All'intervento ha preso parte anche il vice direttore del carcere di Poggioreale Stefano Martone, all'epoca delle riprese direttore dell'ex Opg di Secondigliano, che ha sottolineato come il cinema ha valore terapeutico all'interno delle strutture carcerarie ma anche un valore di messaggio alla società per favorire un'apertura mentale.
Martone ha raccontato agli studenti la sua esperienza nell'ex Opg, da direttore "illuminato" che di giorno permetteva l'apertura delle celle del piano superiore, da cui il nome del film suggerito da un internato e che ha sempre provato ad evitare pratiche molto dure, invasive e irrispettose della dignità umana, che solitamente, come documentato, riguardavano le realtà degli ospedali psichiatrici giudiziari come i letti di contenzione.

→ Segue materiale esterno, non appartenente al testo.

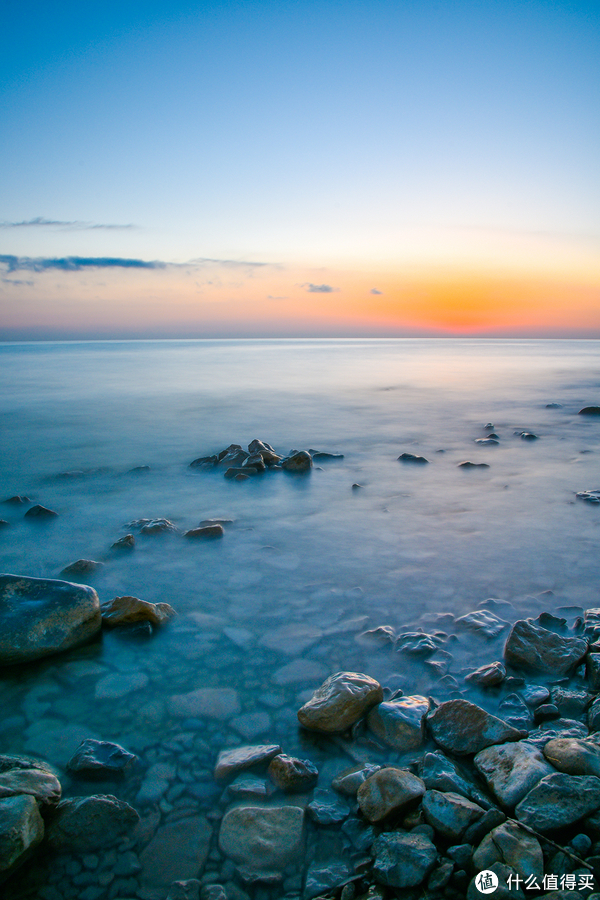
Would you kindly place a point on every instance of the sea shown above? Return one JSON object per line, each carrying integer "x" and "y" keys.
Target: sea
{"x": 310, "y": 565}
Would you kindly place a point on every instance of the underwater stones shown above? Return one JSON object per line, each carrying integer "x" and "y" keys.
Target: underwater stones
{"x": 129, "y": 610}
{"x": 21, "y": 829}
{"x": 388, "y": 792}
{"x": 41, "y": 616}
{"x": 464, "y": 728}
{"x": 400, "y": 723}
{"x": 530, "y": 646}
{"x": 340, "y": 702}
{"x": 264, "y": 839}
{"x": 100, "y": 759}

La realtà degli Ospedali Psichiatrici Giudiziari ora è stata superata dalle cosiddette Rems "Residenze per l'esecuzione delle misure di sicurezza" affidate al Servizio Sanitario nazionale e territoriale. La questione anche alla luce della carenza di personale oltre che di risorse resta complessa, se si pensa che l'istituzione carceraria, come fa riflettere Michel Foucault, nasce come strumento di governo dell'insicurezza sociale attraverso la criminalizzazione della povertà urbana.
Dalla dignità negata a quella recuperata nel saggio, opera prima della giornalista Valentina Soria: "La leadership nella Pubblica Amministrazione. Viaggio nel penitenziario Di Lauro", edito da Europa Edizioni, in cui si mostra attraverso un caso virtuoso, quello dell'Icatt di Lauro, in provincia di Avellino, oggi istituto a custodia attenuata per madri detenute, come l'inflazione carceraria e la recidiva non siano un fenomeno ineluttabile ma solo una deriva culturale e che attraverso progetti di reinserimento, di formazione e risanamento dei rapporti con la comunità esterna, abbattendo i pregiudizi e creando rete, un cambiamento sia percorribile.
Come sostiene il filosofo Marcel Mauss: "Ogni fenomeno sociale deriva da precise scelte culturali. L'importante è che le opzioni in campo siano sempre presentate come chiare e identificabili". Forse dunque un'alternativa alla deriva del sistema carcerario italiano, criminogeno e criminofago, sembra possibile.